最悪の場合はあの毒ナイフをまた使うか、と思っていたが、そんなものは必要なかった。オークたちはエルフを一兵たりとも逃がす気がないようだ。エルフの方も。その隙間を縫い俺たちは進んだ。
フェルデン市街を覆う城塞まで辿り着いた。やはり、死屍累々。
最新の重装鎧を纏った兵士がボロクズのように死んでいる。
オークたちは手製らしき巨大な破城槌を――オークの体躯ですら数人がかりで持つような、巨大なものだ――を、城門に何度も叩きつけた。

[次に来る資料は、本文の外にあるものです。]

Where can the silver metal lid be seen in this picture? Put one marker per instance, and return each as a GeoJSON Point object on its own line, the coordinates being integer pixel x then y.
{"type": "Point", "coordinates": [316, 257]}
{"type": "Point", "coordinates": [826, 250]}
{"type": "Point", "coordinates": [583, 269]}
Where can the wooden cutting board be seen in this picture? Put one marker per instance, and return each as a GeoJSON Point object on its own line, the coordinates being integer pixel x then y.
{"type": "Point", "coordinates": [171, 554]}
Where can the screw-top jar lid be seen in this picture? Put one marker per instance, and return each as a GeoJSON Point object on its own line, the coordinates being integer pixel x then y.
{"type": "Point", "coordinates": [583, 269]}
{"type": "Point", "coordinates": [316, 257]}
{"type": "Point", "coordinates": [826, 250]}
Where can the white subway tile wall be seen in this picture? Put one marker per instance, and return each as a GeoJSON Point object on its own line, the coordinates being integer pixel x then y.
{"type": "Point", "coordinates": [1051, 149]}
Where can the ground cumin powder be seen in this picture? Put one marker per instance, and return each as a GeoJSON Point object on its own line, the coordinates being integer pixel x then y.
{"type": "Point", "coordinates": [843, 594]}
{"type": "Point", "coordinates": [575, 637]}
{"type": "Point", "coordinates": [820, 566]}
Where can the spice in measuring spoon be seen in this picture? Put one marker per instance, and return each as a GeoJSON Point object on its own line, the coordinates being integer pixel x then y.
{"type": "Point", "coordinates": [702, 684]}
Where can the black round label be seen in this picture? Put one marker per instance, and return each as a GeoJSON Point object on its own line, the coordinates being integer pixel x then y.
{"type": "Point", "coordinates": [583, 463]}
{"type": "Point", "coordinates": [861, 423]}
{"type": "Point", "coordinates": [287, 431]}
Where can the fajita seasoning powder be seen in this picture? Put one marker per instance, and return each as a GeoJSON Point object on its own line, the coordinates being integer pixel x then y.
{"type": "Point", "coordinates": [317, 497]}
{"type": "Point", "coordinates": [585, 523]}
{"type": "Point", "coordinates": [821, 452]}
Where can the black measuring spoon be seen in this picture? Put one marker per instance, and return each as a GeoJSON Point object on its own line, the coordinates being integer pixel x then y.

「戦え、戦えィ! 町に最初に入ったものには褒美を与えようぞ!」
よく通る声だった。
藪から身を乗り出しそれを見ると、やはりそこにはオークがいた。
膨れ上がった下腹に弛んだ皮膚。よく肥えた豚のような姿だった。
上半身裸なのはいつものことだが、違うところがある。
左胸を中心として奇妙な文様が書かれているのだ。
二重の円と外側の円から伸びるつる草の葉のようなモチーフ。
頭にはバンダナと羽根飾りを巻きつけている。
実に奇妙ないでたちだった。
「オークのファッションリーダー、ってやつか」
「そうではありません。厄介な奴が来ましたね……」
「お前の知っている奴なのか、フィズ」
「いえ。でもそいつに近い相手であることは確かです」
ならばあいつは上から来た精鋭か。
ライフルを握る手に力が籠もる。
と、そこにエルフたちの猿叫が聞こえてきた。
門側の藪から剣を振りかざし、エルフの剣士が二人飛び出してくる。
護衛と思しきオークをあっさ切り捨て、リーダーに迫る。
「ほっほっほ。無駄なことを……!」
オークが大量の汗を流し始めた――
本当にそうなのか?
汗にしては異常な量だ。
人間一人が干乾びるほど、大量の汗。
汗は足元に溜まり、意志を持ったかのように吹き上がる。
汗で出来た大蛇がそこに現れたかのようだった。
左右に分かれた汗の大蛇。
エルフの剣士はそれを大上段からの斬り下ろしで両断、なおも進もうとする。
だが大蛇はすぐに元の形を取り戻し、エルフの剣士に巻き付いた。
屈強な戦士が悲鳴を上げる。
骨がへし折れる音が聞こえた。
大蛇は大口を開け、巻き付いた剣士を飲み込んだ。
そして圧倒的な力で人を噛み砕いたのだ。
「何だ、ありゃあ……!? あんなもん、見たことがないぞ」
さすがに、呆気にとられた。
常識では考えられないことが目の前で起こった。
「やれやれ、最悪の状況ですね。どうしてこの低層にあんな奴が現れるのか……」
「知っているのか、フィズ」
「ええ、よく知っています。だからあれへの対処法がないことが分かりますよ」
手詰まり。フィズをして、手詰まり。
あの化け物は、いったい。
「オークにはいろいろ種類がいます。
雑兵、兵長、隊長。
基本的にはより悪辣で強い奴が飢えに立ちますが例外がいます。
いまあそこに立っているような、特殊な力を持った個体が存在します。
遺伝子操作で生まれた家畜の中にあって、なお特異なイレギュラー」
生唾を飲み込んだ。
額には、べっとりと汗がにじんでいる。